PSRC1 May Affect Coronary Artery Disease Risk by Altering CELSR2, PSRC1, and SORT1 Gene Expression and Circulating Granulin and Apolipoprotein B Protein Levels

Abstract

Objective: The aim of the study was to identify additional factors that contributed to coronary artery disease (CAD).

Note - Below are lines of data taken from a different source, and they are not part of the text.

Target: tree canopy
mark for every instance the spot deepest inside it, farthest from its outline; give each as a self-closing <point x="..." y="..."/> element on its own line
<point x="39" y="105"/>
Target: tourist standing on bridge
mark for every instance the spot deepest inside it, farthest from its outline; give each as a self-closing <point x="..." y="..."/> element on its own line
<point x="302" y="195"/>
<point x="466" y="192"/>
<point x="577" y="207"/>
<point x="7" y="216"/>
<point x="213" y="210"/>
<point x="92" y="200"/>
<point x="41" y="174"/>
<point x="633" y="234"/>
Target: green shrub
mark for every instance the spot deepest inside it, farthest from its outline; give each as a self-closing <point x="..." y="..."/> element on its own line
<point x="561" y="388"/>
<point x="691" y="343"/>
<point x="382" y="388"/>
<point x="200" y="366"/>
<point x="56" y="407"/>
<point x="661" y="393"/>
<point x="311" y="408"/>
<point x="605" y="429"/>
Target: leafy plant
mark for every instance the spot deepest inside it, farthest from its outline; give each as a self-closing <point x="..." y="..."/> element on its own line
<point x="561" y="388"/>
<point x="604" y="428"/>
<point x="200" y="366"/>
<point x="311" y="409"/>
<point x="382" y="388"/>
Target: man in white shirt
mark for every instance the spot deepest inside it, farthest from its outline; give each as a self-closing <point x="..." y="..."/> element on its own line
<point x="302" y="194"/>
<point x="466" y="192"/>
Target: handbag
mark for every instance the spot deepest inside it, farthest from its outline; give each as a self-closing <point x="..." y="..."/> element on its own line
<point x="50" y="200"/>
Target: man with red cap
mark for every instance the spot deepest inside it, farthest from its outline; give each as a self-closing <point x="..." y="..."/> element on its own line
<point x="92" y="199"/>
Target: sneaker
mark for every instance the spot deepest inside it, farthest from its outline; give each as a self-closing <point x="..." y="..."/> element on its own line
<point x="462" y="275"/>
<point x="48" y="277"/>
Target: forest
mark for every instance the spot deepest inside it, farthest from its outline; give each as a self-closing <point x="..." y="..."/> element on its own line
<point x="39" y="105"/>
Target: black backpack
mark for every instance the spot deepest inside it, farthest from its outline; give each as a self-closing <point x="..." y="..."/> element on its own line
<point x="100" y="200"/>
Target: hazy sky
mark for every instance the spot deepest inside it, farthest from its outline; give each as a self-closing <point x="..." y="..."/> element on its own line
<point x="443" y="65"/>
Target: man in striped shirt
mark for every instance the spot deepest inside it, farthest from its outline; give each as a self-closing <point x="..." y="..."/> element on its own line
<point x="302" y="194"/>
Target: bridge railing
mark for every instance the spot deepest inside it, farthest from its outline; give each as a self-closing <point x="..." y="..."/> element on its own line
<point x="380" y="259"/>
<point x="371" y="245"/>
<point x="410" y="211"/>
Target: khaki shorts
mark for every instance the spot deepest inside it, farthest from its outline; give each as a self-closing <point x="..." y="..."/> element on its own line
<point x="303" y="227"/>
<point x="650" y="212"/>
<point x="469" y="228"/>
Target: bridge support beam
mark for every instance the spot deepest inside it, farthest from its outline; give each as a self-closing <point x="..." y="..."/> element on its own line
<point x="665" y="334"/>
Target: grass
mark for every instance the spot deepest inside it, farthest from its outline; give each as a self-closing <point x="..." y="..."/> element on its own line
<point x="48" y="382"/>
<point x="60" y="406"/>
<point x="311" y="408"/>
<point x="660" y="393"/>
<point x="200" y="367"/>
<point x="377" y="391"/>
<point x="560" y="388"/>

Methods: We conducted integrative analysis on publicly available data from genome-wide association studies and quantitative trait locus studies by employing Mendelian randomization methods to examine the associations of gene expression in liver cells and circulating protein levels with LDL-C and CAD. Results: We found that the mRNA expression levels of CELSR2, PSRC1, SORT1, SYPL2, RHD, RHCE, ANGPTL3, ATXN7L2, DNAH11, FADS3, ST3GAL4, NYNRIN, CETP, EFCAB13, and SPTLC3 were significantly associated with LDL-C. The expression levels of SORT1, PSRC1, and CELSR2 in liver cells were significantly associated with CAD. Higher expression levels of SORT1, PSRC1, and CELSR2 in the liver were significantly associated with lower circulating LDL-C levels and CAD risk. PSRC1 variants were strongly associated with SORT1, PSRC1, and CELSR2 gene expression in liver cells. Higher circulating granulin and apolipoprotein B levels, which were strongly affected by PSRC1 variants, were significantly associated with higher LDL-C levels and CAD risk, with odds ratios of 1.15 (1.10–1.19) and 1.45 (1.21–1.74), respectively. Conclusion: This study showed that regulatory SNPs in PSRC1 may affect CAD risk by altering CELSR2, PSRC1, and SORT1 gene expression in liver cells and circulating granulins and apolipoprotein B proteins.